Por: Gabriela Negrón Valdés
Una virada de ojos. Una virada de ojos acompañada por un encogimiento de hombros es lo que provoca la palabra influencer en la mayoría de la juventud puertorriqueña, ya sea porque les aburre el contenido, incomoda la burbuja en la que viven o el hecho de que tengan tanto alcance. No obstante, las redes sociales cada vez son más monetizadas y su presencia cada vez más inminente. Seguiremos consumiendo estos influencers inconscientemente hasta encontrarnos en nuestras camas a la 1:00 a. m. preguntándonos cómo le habrá ido a Miley The Corgi en el veterinario ya que está sufriendo de parásitos.

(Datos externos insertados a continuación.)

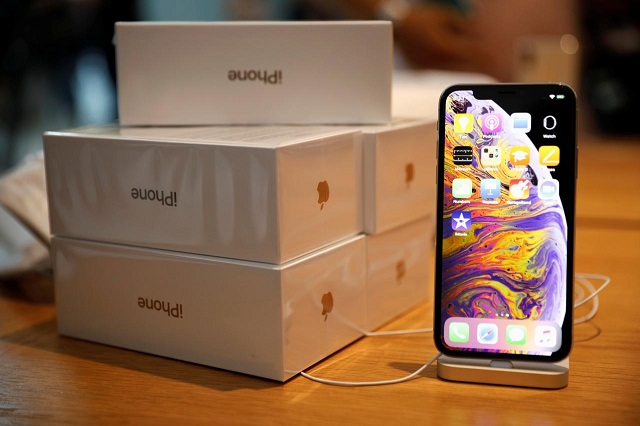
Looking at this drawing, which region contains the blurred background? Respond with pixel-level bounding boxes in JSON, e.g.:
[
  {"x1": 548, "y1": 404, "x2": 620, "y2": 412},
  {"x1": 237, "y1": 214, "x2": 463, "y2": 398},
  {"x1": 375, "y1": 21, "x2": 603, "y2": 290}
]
[{"x1": 0, "y1": 0, "x2": 640, "y2": 174}]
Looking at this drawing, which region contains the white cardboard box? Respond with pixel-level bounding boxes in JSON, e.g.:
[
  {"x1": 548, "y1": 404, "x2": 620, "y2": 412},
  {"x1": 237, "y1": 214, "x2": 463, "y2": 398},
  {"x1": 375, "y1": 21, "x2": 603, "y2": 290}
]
[
  {"x1": 115, "y1": 21, "x2": 393, "y2": 126},
  {"x1": 44, "y1": 126, "x2": 362, "y2": 263},
  {"x1": 362, "y1": 119, "x2": 438, "y2": 234},
  {"x1": 52, "y1": 236, "x2": 366, "y2": 381},
  {"x1": 366, "y1": 216, "x2": 435, "y2": 330}
]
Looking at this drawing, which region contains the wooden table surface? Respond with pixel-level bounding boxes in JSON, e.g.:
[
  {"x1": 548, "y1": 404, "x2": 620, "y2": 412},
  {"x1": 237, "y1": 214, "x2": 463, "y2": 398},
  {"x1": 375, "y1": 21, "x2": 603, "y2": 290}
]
[{"x1": 0, "y1": 131, "x2": 640, "y2": 425}]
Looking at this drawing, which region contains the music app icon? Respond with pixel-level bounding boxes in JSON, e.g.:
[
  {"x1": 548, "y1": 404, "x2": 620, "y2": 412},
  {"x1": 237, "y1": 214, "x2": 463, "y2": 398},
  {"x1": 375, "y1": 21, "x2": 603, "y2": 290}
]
[{"x1": 535, "y1": 325, "x2": 558, "y2": 348}]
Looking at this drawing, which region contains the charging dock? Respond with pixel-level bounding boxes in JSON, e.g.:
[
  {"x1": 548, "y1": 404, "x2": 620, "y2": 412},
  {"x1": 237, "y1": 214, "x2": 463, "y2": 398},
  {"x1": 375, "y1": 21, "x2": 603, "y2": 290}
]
[{"x1": 438, "y1": 355, "x2": 569, "y2": 389}]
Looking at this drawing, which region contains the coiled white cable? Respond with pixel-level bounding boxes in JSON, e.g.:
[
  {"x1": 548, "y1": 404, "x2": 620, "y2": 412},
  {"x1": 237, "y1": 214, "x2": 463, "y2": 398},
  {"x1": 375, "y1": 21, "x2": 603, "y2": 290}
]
[{"x1": 300, "y1": 273, "x2": 611, "y2": 386}]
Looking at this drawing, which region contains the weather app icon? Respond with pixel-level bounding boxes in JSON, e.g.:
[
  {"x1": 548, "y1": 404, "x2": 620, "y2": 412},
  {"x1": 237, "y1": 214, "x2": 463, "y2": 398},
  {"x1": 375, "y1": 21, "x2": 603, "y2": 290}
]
[
  {"x1": 451, "y1": 212, "x2": 471, "y2": 231},
  {"x1": 480, "y1": 112, "x2": 502, "y2": 133}
]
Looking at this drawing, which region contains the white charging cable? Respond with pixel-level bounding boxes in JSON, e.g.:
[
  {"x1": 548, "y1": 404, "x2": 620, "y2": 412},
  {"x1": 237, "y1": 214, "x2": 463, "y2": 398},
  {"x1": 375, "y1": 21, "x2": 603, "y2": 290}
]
[{"x1": 300, "y1": 273, "x2": 611, "y2": 386}]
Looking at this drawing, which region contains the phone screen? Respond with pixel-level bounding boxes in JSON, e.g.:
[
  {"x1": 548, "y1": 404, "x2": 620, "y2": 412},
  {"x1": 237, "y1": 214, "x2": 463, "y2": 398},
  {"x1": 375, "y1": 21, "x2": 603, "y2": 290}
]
[{"x1": 434, "y1": 84, "x2": 577, "y2": 361}]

Cuestionar la existencia de estas figuras digitales no tiene que ver con preguntarnos por qué les siguen pagando ni por qué siguen existiendo, pues se espera que el influencer marketing tenga un valor de $15 mil millones para el 2022. Más bien, es cuestionarnos por qué algunos de estos personajes se sienten como una cascarita de popcorn entre los dientes.
Definimos un influencer como un individuo que, a través de su alcance y contenido, es capaz de influir en la mentalidad, percepciones, deseos o acciones de un grupo de personas. Su propósito es ser personas confiables y que compartan opiniones genuinas. No obstante, ser genuino se convierte en tarea difícil cuando te conviertes en marca y olvidas ser persona primero.

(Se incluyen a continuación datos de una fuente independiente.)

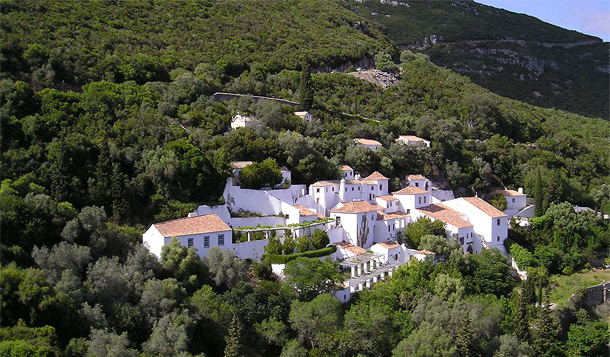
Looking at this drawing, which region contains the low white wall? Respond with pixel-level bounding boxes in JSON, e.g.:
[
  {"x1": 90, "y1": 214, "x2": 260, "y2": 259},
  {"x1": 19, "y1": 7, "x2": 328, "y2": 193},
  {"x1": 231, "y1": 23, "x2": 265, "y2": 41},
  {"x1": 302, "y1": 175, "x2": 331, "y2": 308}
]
[
  {"x1": 233, "y1": 238, "x2": 284, "y2": 260},
  {"x1": 326, "y1": 228, "x2": 345, "y2": 243},
  {"x1": 231, "y1": 216, "x2": 286, "y2": 228}
]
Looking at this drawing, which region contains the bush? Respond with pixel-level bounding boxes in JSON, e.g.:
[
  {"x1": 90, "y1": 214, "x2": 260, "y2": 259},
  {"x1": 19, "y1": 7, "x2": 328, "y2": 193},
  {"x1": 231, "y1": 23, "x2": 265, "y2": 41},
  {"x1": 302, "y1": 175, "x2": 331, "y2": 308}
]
[
  {"x1": 311, "y1": 229, "x2": 330, "y2": 249},
  {"x1": 263, "y1": 245, "x2": 337, "y2": 264}
]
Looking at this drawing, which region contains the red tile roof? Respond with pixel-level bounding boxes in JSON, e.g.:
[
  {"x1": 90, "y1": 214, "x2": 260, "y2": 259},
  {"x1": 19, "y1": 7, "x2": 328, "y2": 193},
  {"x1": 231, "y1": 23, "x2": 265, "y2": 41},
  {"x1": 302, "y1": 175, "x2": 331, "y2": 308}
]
[
  {"x1": 491, "y1": 190, "x2": 525, "y2": 196},
  {"x1": 331, "y1": 201, "x2": 384, "y2": 213},
  {"x1": 231, "y1": 161, "x2": 252, "y2": 169},
  {"x1": 153, "y1": 213, "x2": 231, "y2": 238},
  {"x1": 377, "y1": 240, "x2": 400, "y2": 249},
  {"x1": 364, "y1": 171, "x2": 389, "y2": 180},
  {"x1": 377, "y1": 195, "x2": 398, "y2": 201},
  {"x1": 462, "y1": 197, "x2": 507, "y2": 218},
  {"x1": 292, "y1": 205, "x2": 317, "y2": 217},
  {"x1": 335, "y1": 242, "x2": 366, "y2": 255},
  {"x1": 392, "y1": 186, "x2": 428, "y2": 195},
  {"x1": 377, "y1": 211, "x2": 409, "y2": 221},
  {"x1": 354, "y1": 138, "x2": 381, "y2": 146},
  {"x1": 417, "y1": 203, "x2": 472, "y2": 228}
]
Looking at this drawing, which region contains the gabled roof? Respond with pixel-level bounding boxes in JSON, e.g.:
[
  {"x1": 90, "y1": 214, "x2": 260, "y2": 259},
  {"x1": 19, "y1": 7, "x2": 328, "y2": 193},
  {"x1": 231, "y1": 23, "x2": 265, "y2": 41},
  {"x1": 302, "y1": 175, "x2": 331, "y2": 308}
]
[
  {"x1": 491, "y1": 190, "x2": 525, "y2": 196},
  {"x1": 392, "y1": 186, "x2": 428, "y2": 195},
  {"x1": 417, "y1": 203, "x2": 472, "y2": 228},
  {"x1": 292, "y1": 205, "x2": 317, "y2": 217},
  {"x1": 398, "y1": 135, "x2": 427, "y2": 141},
  {"x1": 153, "y1": 213, "x2": 231, "y2": 238},
  {"x1": 462, "y1": 197, "x2": 507, "y2": 218},
  {"x1": 377, "y1": 240, "x2": 400, "y2": 249},
  {"x1": 335, "y1": 242, "x2": 366, "y2": 255},
  {"x1": 331, "y1": 201, "x2": 384, "y2": 213},
  {"x1": 375, "y1": 195, "x2": 398, "y2": 202},
  {"x1": 364, "y1": 171, "x2": 389, "y2": 180},
  {"x1": 377, "y1": 211, "x2": 409, "y2": 221},
  {"x1": 312, "y1": 180, "x2": 341, "y2": 187},
  {"x1": 354, "y1": 138, "x2": 381, "y2": 146},
  {"x1": 231, "y1": 161, "x2": 252, "y2": 169}
]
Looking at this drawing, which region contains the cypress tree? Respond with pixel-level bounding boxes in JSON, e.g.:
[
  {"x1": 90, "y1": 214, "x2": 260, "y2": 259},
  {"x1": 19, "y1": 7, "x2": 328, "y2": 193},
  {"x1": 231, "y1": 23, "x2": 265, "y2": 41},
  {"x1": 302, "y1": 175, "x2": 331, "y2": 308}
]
[
  {"x1": 299, "y1": 62, "x2": 314, "y2": 110},
  {"x1": 224, "y1": 315, "x2": 242, "y2": 357}
]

Viene al caso Barbara «Barbie» Brignoni. Su podcast se convirtió en una mina “memética” la semana pasada, y pasó a ser eje de crítica sobre las implicaciones de ser influencer en la isla.
Luego de que se mofaran de su spanglish y su actitud privilegiada, comenzó a surgir un cuestionamiento sobre qué significaba ser influencer en Puerto Rico. La realidad es que, aunque provean contenido visualmente atractivo, en gran parte es vacío.

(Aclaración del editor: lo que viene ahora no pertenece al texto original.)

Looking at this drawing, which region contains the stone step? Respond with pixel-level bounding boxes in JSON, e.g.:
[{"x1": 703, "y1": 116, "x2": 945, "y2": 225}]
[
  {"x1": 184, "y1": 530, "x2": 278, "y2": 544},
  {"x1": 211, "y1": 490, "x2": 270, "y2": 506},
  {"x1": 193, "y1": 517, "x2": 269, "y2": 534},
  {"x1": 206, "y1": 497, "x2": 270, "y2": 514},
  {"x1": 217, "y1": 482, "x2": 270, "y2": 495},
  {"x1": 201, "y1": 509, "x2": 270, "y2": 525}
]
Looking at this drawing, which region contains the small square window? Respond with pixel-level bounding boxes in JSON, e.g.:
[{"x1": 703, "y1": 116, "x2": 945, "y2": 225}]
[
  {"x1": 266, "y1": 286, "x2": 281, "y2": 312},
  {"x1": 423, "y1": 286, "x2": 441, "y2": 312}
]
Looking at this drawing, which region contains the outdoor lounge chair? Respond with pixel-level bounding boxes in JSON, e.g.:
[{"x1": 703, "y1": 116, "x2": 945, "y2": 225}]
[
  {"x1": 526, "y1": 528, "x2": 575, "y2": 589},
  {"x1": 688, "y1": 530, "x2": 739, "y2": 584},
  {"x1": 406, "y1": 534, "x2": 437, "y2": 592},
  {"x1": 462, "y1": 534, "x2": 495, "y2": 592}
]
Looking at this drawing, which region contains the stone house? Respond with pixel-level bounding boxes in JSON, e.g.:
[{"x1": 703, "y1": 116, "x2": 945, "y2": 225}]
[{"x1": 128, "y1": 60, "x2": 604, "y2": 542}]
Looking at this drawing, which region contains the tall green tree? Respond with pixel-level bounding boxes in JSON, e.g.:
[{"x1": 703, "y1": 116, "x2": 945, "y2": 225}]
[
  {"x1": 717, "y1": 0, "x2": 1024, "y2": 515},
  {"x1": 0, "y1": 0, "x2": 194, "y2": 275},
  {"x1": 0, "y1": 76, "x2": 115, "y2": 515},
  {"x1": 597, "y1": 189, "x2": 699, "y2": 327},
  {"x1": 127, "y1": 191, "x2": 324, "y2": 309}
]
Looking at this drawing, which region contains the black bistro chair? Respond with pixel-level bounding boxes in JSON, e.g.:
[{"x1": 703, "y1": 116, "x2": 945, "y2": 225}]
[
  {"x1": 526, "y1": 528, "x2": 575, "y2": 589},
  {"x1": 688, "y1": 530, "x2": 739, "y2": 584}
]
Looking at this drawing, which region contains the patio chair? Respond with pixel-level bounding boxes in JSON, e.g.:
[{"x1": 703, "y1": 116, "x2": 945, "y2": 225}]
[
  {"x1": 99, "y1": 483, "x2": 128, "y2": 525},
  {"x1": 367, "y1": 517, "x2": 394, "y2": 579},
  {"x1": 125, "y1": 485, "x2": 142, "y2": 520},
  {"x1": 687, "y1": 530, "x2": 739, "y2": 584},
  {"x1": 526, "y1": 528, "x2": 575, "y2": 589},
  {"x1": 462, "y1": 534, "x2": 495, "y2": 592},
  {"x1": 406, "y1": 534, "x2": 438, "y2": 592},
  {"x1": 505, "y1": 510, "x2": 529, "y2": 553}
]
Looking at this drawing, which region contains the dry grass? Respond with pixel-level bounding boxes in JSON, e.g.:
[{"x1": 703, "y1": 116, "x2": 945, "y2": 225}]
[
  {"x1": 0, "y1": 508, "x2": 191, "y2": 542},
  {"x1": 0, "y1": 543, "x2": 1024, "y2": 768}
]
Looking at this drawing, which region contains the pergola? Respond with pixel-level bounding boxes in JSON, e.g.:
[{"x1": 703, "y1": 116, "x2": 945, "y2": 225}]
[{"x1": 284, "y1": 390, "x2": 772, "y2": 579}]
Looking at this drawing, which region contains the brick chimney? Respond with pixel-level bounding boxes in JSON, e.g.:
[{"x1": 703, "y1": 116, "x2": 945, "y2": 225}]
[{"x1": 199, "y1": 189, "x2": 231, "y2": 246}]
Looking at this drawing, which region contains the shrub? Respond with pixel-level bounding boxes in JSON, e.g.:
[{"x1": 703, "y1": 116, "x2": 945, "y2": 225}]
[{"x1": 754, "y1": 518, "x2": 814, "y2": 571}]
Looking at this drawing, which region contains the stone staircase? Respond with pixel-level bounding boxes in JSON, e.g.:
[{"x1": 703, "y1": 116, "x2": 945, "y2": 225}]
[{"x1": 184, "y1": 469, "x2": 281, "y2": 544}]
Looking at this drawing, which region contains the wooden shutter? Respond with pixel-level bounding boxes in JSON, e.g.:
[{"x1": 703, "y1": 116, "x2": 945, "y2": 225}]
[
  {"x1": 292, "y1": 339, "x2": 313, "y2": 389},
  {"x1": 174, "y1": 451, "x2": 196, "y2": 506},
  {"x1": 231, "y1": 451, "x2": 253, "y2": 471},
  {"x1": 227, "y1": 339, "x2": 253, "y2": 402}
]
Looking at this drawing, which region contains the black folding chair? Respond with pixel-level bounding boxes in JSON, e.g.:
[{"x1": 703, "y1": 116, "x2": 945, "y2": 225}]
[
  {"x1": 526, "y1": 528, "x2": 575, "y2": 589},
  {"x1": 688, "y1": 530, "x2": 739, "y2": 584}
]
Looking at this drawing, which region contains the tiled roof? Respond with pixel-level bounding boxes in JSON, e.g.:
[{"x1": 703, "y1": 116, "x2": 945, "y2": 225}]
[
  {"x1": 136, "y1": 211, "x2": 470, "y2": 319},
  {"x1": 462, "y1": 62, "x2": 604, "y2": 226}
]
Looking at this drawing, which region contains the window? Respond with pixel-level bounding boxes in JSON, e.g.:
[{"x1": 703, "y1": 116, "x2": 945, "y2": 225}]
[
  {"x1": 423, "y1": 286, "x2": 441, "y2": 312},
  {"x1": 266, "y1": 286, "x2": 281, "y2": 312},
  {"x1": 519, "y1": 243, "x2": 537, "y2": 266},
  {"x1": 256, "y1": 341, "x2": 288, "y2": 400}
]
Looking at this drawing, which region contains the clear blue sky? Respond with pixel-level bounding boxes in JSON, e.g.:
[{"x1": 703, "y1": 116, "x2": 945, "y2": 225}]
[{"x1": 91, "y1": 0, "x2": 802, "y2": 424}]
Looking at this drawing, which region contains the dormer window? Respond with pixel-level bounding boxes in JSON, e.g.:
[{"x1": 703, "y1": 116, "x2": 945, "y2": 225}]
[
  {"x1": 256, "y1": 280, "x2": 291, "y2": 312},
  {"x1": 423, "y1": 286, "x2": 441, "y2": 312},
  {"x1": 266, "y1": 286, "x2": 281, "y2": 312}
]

A tu audiencia no le importan tus selfies, ni tu comida, ni “Miley The Corgi” (bueno, tal vez el corgi un poco). En un tiempo en que los consumidores se vuelven más exigentes con el contenido que consumen, especialmente la generación Z, es necesario que los llamados influencers ofrezcan nuevos aspectos a su contenido. ¿Tu blog es de moda? Genial, hablemos de cómo la sobreproducción de ropa afecta el cambio climático. ¿Tu página es de comida? Perfecto, hablemos de la hambruna que pasan miles en el país. ¿Tu contenido es de lifestyle? Súper, hablemos de quienes viven a $7.25 la hora.
No estamos pidiendo que sean abogados de justicia social o que derrumben el patriarcado con un story (no es mala idea, pero eso es otra conversación). El asunto va a que no se trata de ser influencer, sino de cómo integrar tu plataforma para ser influyente.
Nadie le está quitando mérito de producir contenido, pues no es trabajo fácil, te lo digo yo que redacto esta columna para que al fin y al cabo me digas que no te gustó (o que te gustó mucho, mil gracias). El problema es que nos molesta la cascarita de popcorn entre los dientes, es escuchar estos personajes quejarse sin reconocer su privilegio, sin reconocer la falta de diversidad, y sin reconocer que se puede hacer más porque, aunque tu content pueda ser good, no es good enough.
Las expresiones vertidas en este escrito no necesariamente representan el sentir de Pulso Estudiantil.